Sans oublier des stands interactifs, les sourires de rigueur et la motivation qui va avec…
La forme...
« Pour sensibiliser la communauté éducative aux phénomènes de harcèlement dans le milieu scolaire, la journée nationale de lutte contre le harcèlement est organisée au mois de novembre. Cette journée est l’occasion de rappeler combien la prévention et la lutte contre le harcèlement sont fondamentales pour permettre aux élèves d’avoir une scolarité épanouie dans le cadre de la priorité donnée au bien-être. » Voilà pour les directives officielles.
Un objectif sensiblement partagé par l’équipe dirigeante de l’établissement dont Éric Philippe, CPE, et accessoirement adjoint au maire de la commune, se fait le porte-parole : « Le postulat de départ dans laquelle s’intègre la manifestation d’aujourd’hui, c’est la contribution de toutes et de tous à l’amélioration du climat scolaire. »
Trente-six rentrées scolaires, ça aide à prendre du recul, mais pas une raison cependant pour « rester dans ses pantoufles » dixit monsieur Philippe qui nous rembobine le fil de cette journée : « Durant la crise des gilets jaunes, des actes violents sont apparus dans l’établissement. Un épisode qui a mis en avant les faiblesses de l’établissement dans le sens où un certain nombre de lieux, notamment l’allée centrale, dans lesquels les élèves ne se retrouvaient plus. De façon très collective, très collégiale, avec le conseil de vie lycéenne, la maison des lycéens, le chef d’établissement, il a fallu que l’on mène une réflexion pour proposer aux élèves des locaux qui leur correspondent, avec l'idée qu'un élève heureux est un élève qui va réussir et s'impliquer. »
Une réflexion qui aura porté ses fruits quant à la réorganisation des espaces de vie du collège : « Nous avons pu ouvrir un deuxième pôle scolaire dans l’allée centrale, une nouvelle cafétéria, transformer un patio en terrasse bois et enfin acheter un piano, tout ça dans une vision globale de l’amélioration du climat scolaire. »
… et le fond !
La première pierre posée avec un nouvel espace de travail adapté, restait désormais à faire évoluer les mentalités, apaiser les relations entre élèves et sensibiliser au harcèlement, l'objectif du jour.

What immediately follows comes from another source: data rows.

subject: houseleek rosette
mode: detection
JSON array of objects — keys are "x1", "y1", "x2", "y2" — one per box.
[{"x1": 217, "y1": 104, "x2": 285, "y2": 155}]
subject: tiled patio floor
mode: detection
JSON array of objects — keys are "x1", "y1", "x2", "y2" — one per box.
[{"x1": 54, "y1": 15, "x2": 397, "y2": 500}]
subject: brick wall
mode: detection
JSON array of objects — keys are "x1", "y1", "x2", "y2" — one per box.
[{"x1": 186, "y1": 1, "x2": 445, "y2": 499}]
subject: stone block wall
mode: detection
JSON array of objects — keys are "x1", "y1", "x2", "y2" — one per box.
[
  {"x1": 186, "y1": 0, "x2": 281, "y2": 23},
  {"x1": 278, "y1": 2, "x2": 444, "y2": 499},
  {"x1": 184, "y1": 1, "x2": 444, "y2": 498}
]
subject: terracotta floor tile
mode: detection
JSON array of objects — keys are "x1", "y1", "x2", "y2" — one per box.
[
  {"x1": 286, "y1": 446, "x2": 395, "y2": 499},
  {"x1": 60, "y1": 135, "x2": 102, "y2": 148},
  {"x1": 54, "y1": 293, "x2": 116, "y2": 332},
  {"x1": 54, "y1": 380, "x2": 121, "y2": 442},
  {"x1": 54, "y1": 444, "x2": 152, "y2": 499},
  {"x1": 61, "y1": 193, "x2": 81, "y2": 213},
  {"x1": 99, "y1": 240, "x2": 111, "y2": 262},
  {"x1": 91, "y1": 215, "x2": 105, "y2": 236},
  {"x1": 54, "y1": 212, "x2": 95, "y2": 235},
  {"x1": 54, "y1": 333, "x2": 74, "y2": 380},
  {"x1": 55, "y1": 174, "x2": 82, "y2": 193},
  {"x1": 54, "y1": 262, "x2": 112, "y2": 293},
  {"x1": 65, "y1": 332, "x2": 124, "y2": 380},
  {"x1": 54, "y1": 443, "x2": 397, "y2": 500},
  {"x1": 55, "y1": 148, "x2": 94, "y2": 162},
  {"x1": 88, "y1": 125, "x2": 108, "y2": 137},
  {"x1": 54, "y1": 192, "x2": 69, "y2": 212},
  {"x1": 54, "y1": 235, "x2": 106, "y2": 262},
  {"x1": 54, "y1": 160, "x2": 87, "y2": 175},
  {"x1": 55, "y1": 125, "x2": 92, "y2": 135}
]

Le moment pour Mélanie Moreira d'entrer en scène. Enseignante de gestion et professeur principale de la classe de Terminale Agora (Assistance à la gestion des organisations et de leurs activités), elle revient sur l'idée de cette journée : «« Dans un premier temps, mon but était de former les élèves. C'est bien beau de travailler et lutter contre le harcèlement mais nos lycéens avaient besoin de prérequis. C'est à ce moment-là que nous avons eu l'idée de faire appel au rectorat, notamment à Madame Sandrine Menduni (Déléguée académique vie lycéenne et collégienne et Référente égalité au niveau académique). Elle nous a proposé plusieurs formations pour nous épauler. Nous avons également rencontré une psychologue, une association, un gendarme. Une fois les élèves armés, on s'est dit on y va, on mène des actions. La première a été de faire de ce jeudi 10 novembre une grande journée de sensibilisation au lycée Pravaz. »
Pour faire court, un 10 novembre qui débute donc par un accueil musical et une remise de badges éphémères, avant une mobilisation des élèves pendant 4h00 sur un « Hackathon » par équipe. Le thème de ce défi est : « Comment pouvons-nous agir contre le harcèlement scolaire au lycée Pravaz afin d’en améliorer le climat scolaire ? » Une matinée rythmée également par une diffusion de SLAM crées et enregistrés par les élèves de TP Agora.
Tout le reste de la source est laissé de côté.